How PostgreSQL Change Data Capture (CDC) Works
Learn how PostgreSQL CDC captures row-level changes using WAL, logical replication, and tools like Debezium to stream database events in real time.
How PostgreSQL Change Data Capture (CDC) Works
Change Data Capture (CDC) is a technique for tracking row-level changes (INSERT, UPDATE, DELETE) in a database and streaming them to downstream consumers in real time.
Why CDC?
Traditional approaches (polling, dual writes) have significant drawbacks:
| Approach | Problem |
|---|---|
| Polling | Missed deletes, high DB load, latency |
| Dual writes | No atomicity — app writes to DB and message broker separately, risking inconsistency |
| Triggers | Tight coupling, performance overhead on write path |
| CDC (WAL-based) | Zero overhead on write path, captures all changes, exactly-once possible |
PostgreSQL WAL — The Foundation
PostgreSQL already writes every change to the Write-Ahead Log (WAL) for crash recovery. CDC simply reads this log.
Rendering diagram…
Logical Decoding Pipeline
PostgreSQL's logical decoding transforms binary WAL records into a structured change stream:
- WAL Writer — PostgreSQL writes binary WAL records during transactions.

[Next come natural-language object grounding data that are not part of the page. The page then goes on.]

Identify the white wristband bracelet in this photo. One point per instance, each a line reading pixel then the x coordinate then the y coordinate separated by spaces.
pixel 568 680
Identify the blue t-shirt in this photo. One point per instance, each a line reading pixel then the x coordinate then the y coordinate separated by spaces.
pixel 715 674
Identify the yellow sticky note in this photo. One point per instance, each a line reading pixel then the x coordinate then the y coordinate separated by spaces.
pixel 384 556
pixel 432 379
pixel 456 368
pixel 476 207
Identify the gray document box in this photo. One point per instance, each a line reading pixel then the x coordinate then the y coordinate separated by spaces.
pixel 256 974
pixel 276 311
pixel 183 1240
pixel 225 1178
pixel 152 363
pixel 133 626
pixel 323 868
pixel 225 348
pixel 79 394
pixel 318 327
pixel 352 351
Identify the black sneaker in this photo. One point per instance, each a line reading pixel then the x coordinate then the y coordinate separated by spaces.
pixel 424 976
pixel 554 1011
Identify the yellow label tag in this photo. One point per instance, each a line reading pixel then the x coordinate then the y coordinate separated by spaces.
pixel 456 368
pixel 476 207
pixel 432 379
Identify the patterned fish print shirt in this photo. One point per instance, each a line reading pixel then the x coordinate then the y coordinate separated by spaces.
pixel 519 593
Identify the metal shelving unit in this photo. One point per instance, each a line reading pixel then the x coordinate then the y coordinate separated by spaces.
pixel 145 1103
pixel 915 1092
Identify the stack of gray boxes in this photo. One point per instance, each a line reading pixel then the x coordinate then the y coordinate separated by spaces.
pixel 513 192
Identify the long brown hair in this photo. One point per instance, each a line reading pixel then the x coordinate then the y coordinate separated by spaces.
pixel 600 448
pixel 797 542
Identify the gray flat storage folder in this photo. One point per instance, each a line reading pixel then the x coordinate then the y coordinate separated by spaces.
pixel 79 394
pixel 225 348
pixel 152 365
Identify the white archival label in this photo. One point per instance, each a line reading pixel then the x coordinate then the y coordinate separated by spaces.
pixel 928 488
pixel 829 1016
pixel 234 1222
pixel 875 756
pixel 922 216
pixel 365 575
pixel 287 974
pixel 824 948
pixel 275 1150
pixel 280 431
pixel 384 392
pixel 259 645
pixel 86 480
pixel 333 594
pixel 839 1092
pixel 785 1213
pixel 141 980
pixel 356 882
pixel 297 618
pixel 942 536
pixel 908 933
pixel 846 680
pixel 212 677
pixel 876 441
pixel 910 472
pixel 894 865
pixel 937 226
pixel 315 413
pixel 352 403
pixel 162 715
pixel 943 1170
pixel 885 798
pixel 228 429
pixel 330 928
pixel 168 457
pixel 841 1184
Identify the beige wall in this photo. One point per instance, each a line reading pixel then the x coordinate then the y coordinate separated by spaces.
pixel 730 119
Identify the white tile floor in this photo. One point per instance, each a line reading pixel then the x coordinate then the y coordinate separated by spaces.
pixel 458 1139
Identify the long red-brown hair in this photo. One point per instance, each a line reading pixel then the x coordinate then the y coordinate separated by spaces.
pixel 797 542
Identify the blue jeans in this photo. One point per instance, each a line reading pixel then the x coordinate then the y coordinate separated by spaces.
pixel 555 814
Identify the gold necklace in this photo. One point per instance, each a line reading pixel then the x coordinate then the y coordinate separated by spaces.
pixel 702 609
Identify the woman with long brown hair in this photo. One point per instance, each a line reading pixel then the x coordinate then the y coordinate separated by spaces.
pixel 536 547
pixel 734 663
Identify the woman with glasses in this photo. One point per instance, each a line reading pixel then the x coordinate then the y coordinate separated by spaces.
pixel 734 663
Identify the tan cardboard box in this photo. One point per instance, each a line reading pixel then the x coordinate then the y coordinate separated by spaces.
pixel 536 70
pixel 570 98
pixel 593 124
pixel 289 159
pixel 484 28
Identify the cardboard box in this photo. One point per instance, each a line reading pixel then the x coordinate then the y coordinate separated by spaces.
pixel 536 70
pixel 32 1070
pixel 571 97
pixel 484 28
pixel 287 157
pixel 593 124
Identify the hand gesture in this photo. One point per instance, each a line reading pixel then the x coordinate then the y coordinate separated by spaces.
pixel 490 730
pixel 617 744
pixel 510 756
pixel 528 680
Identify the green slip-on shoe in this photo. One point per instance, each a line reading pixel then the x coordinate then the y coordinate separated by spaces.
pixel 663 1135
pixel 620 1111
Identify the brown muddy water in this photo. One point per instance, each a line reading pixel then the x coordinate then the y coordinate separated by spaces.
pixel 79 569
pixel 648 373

- Replication Slot — Bookmarks the consumer's position; prevents WAL from being reclaimed prematurely.
- Output Plugin (e.g.,
pgoutput,wal2json) — Decodes binary WAL into structured change events. - CDC Connector (e.g., Debezium) — Reads decoded changes and publishes to Kafka / other sinks.
Rendering diagram…
Setting Up CDC in PostgreSQL
1. Enable logical replication
-- postgresql.conf
wal_level = logical
max_replication_slots = 4
max_wal_senders = 4
2. Create a replication slot
SELECT pg_create_logical_replication_slot('debezium_slot', 'pgoutput');
3. Create a publication
CREATE PUBLICATION my_pub FOR TABLE orders, customers;
4. Connect Debezium
Debezium reads from the slot and publishes each change as a Kafka message with:
- Key: primary key of the changed row
- Value: before/after images of the row + metadata (LSN, timestamp, transaction ID)
Key Considerations
- Slot monitoring — unused slots prevent WAL cleanup; disk can fill up.
- Schema changes — DDL isn't captured by default; Debezium handles this with schema history topics.
- Large transactions — very large transactions produce large WAL; consider
wal_sender_timeouttuning. - Exactly-once semantics — achievable with idempotent consumers or Kafka transactions.